Any additional sharks would – in my opinion – be overstocking the pond as I think that the bio-load would be too much for this set up. That stock tank is approximately 5 feet by 6 feet by 2 feet high.

The Tarter Round Plastic Stock Tank

Another option is the Tarter Round Plastic Stock Tank which is 8 feet in diameter and 2 feet high. When filled to the top, this stock has a maximum capacity of 625 gallons. So you will likely only have 500 gallons or so when filled appropriately for sharks. With the added reverse sump that puts you at ~600 gallons. So I would say that you could house no more than 6 or 7 full grown sharks that are a maximum of 4.5 feet (no more than 2 sharks this size) and the rest could be 3 feet or less.

In this blog post: Aquarium Mini Sharks I go over the suitable aquarium shark species that have a maximum length of 3 feet or less. For ponds, you can keep any of the following species in these 2 set ups that we just went over:

Aquarium Pond Shark Species

The Grey Bamboo Shark

They start off looking like this:

Baby Grey Bamboo Shark – Image Source: Erica Fischer/

and they end up looking like this:

Grey Bamboo Shark – Image Source: Erica Fischer/

The maximum length of this species is a little over 3 feet. They are very wide and stocky.

EFish and Fatty the Grey Bamboo Shark – Image Source: Matt Heyde

They are semi aggressive towards their same species, especially species of the same sex. From my experience they get along just fine with other species.
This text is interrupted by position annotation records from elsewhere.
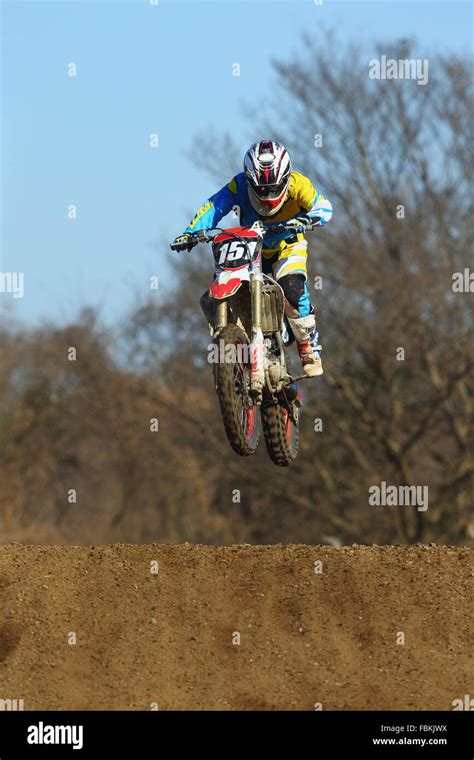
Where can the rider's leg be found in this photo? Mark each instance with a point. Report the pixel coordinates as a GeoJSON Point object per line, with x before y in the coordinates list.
{"type": "Point", "coordinates": [290, 272]}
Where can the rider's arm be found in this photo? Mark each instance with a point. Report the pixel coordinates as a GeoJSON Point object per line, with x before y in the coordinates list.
{"type": "Point", "coordinates": [316, 206]}
{"type": "Point", "coordinates": [214, 208]}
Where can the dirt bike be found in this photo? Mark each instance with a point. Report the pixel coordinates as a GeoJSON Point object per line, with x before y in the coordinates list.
{"type": "Point", "coordinates": [245, 309]}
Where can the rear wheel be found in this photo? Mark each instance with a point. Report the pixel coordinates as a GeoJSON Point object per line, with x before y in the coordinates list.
{"type": "Point", "coordinates": [281, 435]}
{"type": "Point", "coordinates": [232, 375]}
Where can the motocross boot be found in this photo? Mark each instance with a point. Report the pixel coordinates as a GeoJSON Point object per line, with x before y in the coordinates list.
{"type": "Point", "coordinates": [304, 330]}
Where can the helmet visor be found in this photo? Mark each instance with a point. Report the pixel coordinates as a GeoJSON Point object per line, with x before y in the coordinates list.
{"type": "Point", "coordinates": [269, 192]}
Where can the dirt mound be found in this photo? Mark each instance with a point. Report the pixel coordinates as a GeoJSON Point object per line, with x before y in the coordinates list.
{"type": "Point", "coordinates": [315, 625]}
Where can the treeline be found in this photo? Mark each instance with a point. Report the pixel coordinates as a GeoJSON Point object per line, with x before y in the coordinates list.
{"type": "Point", "coordinates": [124, 442]}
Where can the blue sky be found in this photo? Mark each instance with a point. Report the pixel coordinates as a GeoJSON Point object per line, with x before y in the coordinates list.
{"type": "Point", "coordinates": [143, 69]}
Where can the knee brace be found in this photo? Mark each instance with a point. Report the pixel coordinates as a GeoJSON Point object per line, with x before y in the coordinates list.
{"type": "Point", "coordinates": [297, 294]}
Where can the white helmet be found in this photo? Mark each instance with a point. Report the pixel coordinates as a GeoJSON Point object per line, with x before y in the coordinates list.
{"type": "Point", "coordinates": [267, 168]}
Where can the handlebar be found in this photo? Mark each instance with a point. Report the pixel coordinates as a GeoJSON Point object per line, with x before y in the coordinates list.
{"type": "Point", "coordinates": [202, 236]}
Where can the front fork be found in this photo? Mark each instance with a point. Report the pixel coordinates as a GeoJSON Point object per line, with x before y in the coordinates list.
{"type": "Point", "coordinates": [257, 347]}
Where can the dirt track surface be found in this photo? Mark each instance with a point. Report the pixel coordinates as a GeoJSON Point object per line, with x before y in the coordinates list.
{"type": "Point", "coordinates": [167, 638]}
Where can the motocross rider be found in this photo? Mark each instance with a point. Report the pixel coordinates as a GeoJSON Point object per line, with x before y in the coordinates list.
{"type": "Point", "coordinates": [269, 190]}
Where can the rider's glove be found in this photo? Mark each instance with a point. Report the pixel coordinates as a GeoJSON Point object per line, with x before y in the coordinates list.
{"type": "Point", "coordinates": [183, 242]}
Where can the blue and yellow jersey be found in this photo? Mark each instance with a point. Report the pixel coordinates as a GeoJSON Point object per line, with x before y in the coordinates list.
{"type": "Point", "coordinates": [300, 198]}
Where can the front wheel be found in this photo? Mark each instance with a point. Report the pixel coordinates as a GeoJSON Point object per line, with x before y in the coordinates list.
{"type": "Point", "coordinates": [232, 376]}
{"type": "Point", "coordinates": [281, 435]}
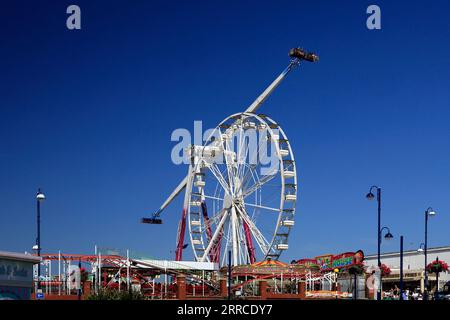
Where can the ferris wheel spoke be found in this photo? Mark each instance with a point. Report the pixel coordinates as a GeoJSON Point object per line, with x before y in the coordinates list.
{"type": "Point", "coordinates": [262, 207]}
{"type": "Point", "coordinates": [259, 237]}
{"type": "Point", "coordinates": [258, 185]}
{"type": "Point", "coordinates": [212, 197]}
{"type": "Point", "coordinates": [218, 175]}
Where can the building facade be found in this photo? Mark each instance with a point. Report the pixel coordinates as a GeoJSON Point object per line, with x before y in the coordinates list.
{"type": "Point", "coordinates": [413, 268]}
{"type": "Point", "coordinates": [16, 275]}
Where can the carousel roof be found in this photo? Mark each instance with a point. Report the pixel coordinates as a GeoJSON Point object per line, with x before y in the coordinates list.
{"type": "Point", "coordinates": [269, 263]}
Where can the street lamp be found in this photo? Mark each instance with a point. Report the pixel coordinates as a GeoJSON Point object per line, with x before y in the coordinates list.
{"type": "Point", "coordinates": [371, 196]}
{"type": "Point", "coordinates": [39, 197]}
{"type": "Point", "coordinates": [428, 213]}
{"type": "Point", "coordinates": [421, 247]}
{"type": "Point", "coordinates": [388, 236]}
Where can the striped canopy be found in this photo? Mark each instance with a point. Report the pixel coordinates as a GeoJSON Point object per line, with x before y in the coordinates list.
{"type": "Point", "coordinates": [269, 263]}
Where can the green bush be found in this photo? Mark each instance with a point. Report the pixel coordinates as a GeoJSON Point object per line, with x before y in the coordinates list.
{"type": "Point", "coordinates": [114, 294]}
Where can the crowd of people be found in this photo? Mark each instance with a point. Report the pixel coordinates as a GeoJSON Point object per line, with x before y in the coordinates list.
{"type": "Point", "coordinates": [394, 294]}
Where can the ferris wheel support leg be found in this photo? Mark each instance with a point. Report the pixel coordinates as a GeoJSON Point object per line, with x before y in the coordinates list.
{"type": "Point", "coordinates": [249, 241]}
{"type": "Point", "coordinates": [208, 227]}
{"type": "Point", "coordinates": [234, 235]}
{"type": "Point", "coordinates": [181, 232]}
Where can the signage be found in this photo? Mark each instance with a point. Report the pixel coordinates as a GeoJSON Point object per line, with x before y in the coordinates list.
{"type": "Point", "coordinates": [40, 296]}
{"type": "Point", "coordinates": [330, 262]}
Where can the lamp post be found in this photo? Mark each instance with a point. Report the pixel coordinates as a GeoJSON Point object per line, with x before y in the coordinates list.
{"type": "Point", "coordinates": [428, 213]}
{"type": "Point", "coordinates": [401, 267]}
{"type": "Point", "coordinates": [39, 197]}
{"type": "Point", "coordinates": [371, 196]}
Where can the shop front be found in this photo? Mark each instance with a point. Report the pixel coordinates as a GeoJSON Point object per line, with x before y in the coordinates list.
{"type": "Point", "coordinates": [16, 275]}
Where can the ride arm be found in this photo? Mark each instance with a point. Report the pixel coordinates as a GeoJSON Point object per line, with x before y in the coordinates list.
{"type": "Point", "coordinates": [296, 55]}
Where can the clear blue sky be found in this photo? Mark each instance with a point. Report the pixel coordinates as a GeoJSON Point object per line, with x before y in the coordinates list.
{"type": "Point", "coordinates": [87, 115]}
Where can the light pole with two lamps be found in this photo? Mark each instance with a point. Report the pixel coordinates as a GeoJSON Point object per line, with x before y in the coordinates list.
{"type": "Point", "coordinates": [388, 236]}
{"type": "Point", "coordinates": [39, 198]}
{"type": "Point", "coordinates": [428, 213]}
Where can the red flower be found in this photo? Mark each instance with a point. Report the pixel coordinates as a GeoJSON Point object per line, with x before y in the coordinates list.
{"type": "Point", "coordinates": [437, 266]}
{"type": "Point", "coordinates": [385, 270]}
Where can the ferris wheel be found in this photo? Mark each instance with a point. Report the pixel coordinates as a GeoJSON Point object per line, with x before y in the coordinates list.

More information on this species:

The Brown Banded Bamboo Shark

They start off looking like this:

Baby Brown Banded Bamboo Shark – Image Source: Erica Fischer/

And end up looking like this as adults:

Adult Brown Banded Bamboo Shark – Image Source: Matt Heyde

This species is known to be aggressive at times. Have kept 2 of the same sex and they did just fine together as well as with other species. You just need to be really careful since they get pretty big. So if they end up being aggressive, it will be a problem. As long as you target feed them and develop trust – by mutual respect – they should be fine. Their maximum size is about 4 and a half feet for the females and about 4 feet for the males.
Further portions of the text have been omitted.